Une table ronde organisée par le Fonds Croix-Rouge française le lundi 7
septembre 2015 à Paris dans le cadre du Forum Mondial Convergences
Intervenants:
 Modibo TRAORE, Chef de bureau, Bureau des Nations Unies pour la coordination des affaires
humanitaires (OCHA) en Côte d’Ivoire
 Kristin BARSTAD, Conseillère à la Division Mouvement, Comité international de la CroixRouge (CICR)
 Jean-François MATTEI, Président, Fonds Croix-Rouge française
 Mahaman TIDJANI ALOU, Professeur de science politique et doyen de la faculté de sciences
économiques et juridiques, Université Abdou Moumouni, chercheur au LASDEL (Niger)
Modérateur :
 Mireille GUIGAZ, membre du Conseil scientifique international du Fonds Croix-Rouge
française, ancienne Vice-présidente du Fonds Mondial.
PRINCIPAUX ENSEIGNEMENTS
Dans un contexte humanitaire en transition marqué, selon Modibo Traore, par un élargissement du
nombre et de l’impact des crises, par le foisonnement des acteurs impliqués et souveraineté
revendiquée des États hôtes et des organisations locales, les intervenants de la table ronde se sont
questionnés sur les principes, les valeurs et le rôle de l’éthique en tant que guide de l’action
humanitaire.
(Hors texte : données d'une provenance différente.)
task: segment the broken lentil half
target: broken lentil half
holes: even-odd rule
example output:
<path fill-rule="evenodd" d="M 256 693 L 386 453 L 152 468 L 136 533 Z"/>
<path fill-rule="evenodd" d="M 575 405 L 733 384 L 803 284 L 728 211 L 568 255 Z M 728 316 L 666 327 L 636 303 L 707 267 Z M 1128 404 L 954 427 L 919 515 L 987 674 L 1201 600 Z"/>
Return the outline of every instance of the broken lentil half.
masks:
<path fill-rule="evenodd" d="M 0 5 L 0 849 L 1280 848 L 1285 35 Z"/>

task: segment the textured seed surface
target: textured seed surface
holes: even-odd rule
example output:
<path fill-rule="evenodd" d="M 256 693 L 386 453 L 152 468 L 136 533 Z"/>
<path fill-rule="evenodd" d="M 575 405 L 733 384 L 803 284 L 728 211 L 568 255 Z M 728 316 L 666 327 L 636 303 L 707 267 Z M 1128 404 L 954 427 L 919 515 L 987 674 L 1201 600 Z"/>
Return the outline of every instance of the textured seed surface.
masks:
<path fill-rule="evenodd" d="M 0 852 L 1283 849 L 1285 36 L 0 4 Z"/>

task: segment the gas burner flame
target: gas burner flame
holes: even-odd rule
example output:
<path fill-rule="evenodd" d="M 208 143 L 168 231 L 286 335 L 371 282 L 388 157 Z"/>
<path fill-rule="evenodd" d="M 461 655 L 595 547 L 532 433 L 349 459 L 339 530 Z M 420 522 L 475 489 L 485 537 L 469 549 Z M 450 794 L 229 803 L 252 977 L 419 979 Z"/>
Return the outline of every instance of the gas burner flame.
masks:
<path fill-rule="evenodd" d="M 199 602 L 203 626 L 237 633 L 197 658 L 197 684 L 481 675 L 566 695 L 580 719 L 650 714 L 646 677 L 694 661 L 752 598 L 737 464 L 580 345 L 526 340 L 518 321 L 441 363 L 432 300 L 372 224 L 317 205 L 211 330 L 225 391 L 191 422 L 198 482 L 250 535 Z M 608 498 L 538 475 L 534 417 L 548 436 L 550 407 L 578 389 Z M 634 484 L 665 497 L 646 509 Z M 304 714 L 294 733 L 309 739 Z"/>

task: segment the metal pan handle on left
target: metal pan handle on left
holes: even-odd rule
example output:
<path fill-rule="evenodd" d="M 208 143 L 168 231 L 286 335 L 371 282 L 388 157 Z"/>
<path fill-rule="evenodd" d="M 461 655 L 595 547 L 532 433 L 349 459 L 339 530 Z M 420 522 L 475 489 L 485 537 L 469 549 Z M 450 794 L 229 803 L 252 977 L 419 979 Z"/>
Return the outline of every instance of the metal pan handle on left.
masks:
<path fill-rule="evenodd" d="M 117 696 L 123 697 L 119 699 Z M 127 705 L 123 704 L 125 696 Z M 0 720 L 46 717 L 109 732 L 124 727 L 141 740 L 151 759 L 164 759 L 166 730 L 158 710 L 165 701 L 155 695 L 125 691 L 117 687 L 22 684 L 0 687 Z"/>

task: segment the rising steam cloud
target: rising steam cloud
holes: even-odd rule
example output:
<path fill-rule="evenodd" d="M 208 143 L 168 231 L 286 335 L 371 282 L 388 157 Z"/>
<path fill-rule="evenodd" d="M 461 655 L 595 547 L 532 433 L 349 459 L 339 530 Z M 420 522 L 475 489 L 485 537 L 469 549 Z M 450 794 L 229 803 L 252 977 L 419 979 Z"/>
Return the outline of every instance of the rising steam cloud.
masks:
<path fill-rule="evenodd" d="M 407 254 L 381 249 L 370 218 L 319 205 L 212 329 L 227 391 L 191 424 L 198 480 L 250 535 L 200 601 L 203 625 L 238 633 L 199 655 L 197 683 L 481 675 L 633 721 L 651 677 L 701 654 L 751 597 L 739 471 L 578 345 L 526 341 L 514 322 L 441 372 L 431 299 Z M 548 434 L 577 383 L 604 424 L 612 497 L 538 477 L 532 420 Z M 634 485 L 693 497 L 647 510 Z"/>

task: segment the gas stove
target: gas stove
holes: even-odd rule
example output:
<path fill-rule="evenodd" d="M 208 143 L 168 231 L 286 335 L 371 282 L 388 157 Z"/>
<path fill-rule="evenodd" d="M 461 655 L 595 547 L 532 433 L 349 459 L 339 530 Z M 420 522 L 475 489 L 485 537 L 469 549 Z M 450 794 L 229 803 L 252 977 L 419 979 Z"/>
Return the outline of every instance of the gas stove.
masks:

Kristin Barstad, a rappelé l’actualité et l’importance des principes du CICR pour accéder
aux victimes et protéger les humanitaires, malgré les efforts et les coûts qu’ils impliquent.
S’appuyant sur les résultats d’une consultation réalisée au sein du Mouvement Croix-Rouge et
Croissant Rouge, elle a insisté sur la nécessité de travailler sur leurs perceptions autant que sur leur
application. Alors que ces principes humanitaires dictent les conduites des acteurs apportant de
l’aide, Jean-François Mattei fait appel à l’éthique comme complément pour placer les personnes
affectées au centre des choix qui les concernent et faire face à des situations inédites. Une charte
éthique de l’humanitaire international pourrait ainsi être mise en place pour abandonner
définitivement toute attitude paternaliste et mieux associer les victimes aux actions. Le principe
d’autonomie nécessite dès lors une meilleure prise en compte des voix issues des pays bénéficiaires
et une meilleure connaissance des dynamiques sociales et des terrains où l’action humanitaire se
déploie. C’est tout l’intérêt d’un dialogue entre chercheurs en sciences sociales et acteurs
humanitaires, dialogue pour lequel plaide Mahaman Tidjani Alou qui en analyse les principaux
obstacles et réelles opportunités.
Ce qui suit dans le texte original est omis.